On Wed, May 22, 2024, at 8:19 AM, Amit Kapila wrote:
>
> v2-0001: not changed
>
Shouldn't we modify it as per the suggestion given in the email [1]? I
am wondering if we can entirely get rid of checking the primary
business and simply rely on recovery_timeout and keep checking
server_is_in_recovery(). If so, we can modify the test to use
non-default recovery_timeout (say 180s or something similar if we have
used it at any other place). As an additional check we can ensure that
constent_lsn is present on standby.
That's exactly what I want to propose as Tomas convinced me offlist that less is
better when we don't have a useful recovery progress reporting mechanism to make
sure it is still working on the recovery and we should wait.
> v2-0002: not changed
>
We have added more tries to see if the primary_slot_name becomes
active but I think it is still fragile because it is possible on slow
machines that the required slot didn't become active even after more
retries. I have raised the same comment previously [2] and asked an
additional question but didn't get any response.

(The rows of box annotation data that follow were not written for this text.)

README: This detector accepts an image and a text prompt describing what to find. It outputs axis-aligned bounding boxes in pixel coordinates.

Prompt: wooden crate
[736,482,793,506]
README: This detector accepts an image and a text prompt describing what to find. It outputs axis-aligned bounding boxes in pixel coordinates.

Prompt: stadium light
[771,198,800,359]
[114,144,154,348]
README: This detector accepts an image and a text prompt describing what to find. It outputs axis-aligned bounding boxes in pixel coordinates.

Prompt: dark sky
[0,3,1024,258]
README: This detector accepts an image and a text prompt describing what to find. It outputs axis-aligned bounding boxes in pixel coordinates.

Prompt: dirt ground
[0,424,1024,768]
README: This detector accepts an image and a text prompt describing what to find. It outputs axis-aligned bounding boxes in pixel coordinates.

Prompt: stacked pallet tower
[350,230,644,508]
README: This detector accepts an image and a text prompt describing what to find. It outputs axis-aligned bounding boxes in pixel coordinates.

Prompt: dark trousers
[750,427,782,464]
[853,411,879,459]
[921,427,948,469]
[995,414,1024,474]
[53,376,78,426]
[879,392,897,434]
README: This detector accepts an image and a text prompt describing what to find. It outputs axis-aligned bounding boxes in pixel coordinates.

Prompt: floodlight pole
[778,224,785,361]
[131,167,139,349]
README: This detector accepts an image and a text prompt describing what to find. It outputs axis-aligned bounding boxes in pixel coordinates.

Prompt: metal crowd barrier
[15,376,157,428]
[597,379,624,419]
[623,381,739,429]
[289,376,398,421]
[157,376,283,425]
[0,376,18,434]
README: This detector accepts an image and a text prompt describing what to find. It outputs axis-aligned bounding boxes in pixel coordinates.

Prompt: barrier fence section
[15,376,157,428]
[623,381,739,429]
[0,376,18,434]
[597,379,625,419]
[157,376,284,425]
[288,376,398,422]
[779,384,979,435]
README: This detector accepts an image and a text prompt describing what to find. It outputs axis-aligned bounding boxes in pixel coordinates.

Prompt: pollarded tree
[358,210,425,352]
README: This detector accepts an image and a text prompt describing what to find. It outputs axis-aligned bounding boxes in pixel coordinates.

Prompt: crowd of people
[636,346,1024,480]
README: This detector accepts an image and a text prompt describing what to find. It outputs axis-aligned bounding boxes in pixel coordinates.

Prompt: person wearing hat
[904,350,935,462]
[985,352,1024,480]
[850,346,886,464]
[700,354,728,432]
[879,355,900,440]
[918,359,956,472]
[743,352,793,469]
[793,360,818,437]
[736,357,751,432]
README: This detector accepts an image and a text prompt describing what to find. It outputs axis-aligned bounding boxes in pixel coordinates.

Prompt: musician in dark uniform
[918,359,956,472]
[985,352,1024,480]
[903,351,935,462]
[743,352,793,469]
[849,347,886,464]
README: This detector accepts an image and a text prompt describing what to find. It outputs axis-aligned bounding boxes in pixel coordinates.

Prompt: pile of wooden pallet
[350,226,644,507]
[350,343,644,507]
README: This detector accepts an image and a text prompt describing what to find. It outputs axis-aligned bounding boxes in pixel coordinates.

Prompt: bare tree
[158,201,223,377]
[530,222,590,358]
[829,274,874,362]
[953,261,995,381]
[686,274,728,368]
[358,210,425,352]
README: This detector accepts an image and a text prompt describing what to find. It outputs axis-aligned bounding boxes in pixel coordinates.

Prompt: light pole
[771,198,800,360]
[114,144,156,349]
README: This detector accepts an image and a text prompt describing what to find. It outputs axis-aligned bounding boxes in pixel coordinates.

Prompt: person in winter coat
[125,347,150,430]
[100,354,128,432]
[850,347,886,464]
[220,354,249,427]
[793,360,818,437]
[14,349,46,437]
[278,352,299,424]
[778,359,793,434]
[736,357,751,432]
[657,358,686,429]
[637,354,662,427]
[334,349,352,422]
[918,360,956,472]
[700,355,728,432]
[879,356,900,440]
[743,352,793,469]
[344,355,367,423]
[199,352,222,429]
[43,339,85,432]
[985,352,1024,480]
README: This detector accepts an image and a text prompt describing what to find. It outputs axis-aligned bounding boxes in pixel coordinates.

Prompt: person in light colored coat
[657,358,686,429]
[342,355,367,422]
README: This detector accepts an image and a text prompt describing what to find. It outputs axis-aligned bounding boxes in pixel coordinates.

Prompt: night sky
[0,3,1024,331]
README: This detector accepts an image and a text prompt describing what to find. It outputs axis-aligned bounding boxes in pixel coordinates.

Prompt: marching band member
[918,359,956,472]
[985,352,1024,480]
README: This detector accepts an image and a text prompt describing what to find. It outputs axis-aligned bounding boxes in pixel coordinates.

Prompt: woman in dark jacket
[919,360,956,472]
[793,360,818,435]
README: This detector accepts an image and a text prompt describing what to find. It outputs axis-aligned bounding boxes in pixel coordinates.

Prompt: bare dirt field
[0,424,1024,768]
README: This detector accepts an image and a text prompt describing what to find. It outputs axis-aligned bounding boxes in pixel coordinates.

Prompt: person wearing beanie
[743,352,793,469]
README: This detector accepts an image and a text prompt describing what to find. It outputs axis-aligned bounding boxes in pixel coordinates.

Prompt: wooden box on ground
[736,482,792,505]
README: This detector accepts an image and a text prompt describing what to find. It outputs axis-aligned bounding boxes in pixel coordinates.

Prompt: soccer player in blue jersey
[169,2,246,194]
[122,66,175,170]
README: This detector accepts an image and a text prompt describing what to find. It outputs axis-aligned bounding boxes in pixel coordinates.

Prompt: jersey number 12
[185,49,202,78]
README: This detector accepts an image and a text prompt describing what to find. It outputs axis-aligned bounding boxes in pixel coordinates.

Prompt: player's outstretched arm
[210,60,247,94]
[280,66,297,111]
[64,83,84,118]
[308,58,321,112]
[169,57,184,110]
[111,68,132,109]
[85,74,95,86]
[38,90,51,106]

Following the same line that simplifies the code, we can: (a) add a loop in
check_subscriber() that waits until walreceiver is available on subscriber or
(b) use a timeout. The main advantage of (a) is that the primary slot is already
available but I'm afraid we need a escape mechanism for the loop (timeout?).
I'll summarize all issues as soon as I finish the review of sync slot support. I
think we should avoid new development if we judge that the item can be
documented as a limitation for this version. Nevertheless, I will share patches
so you can give your opinion on whether it is an open item or new development.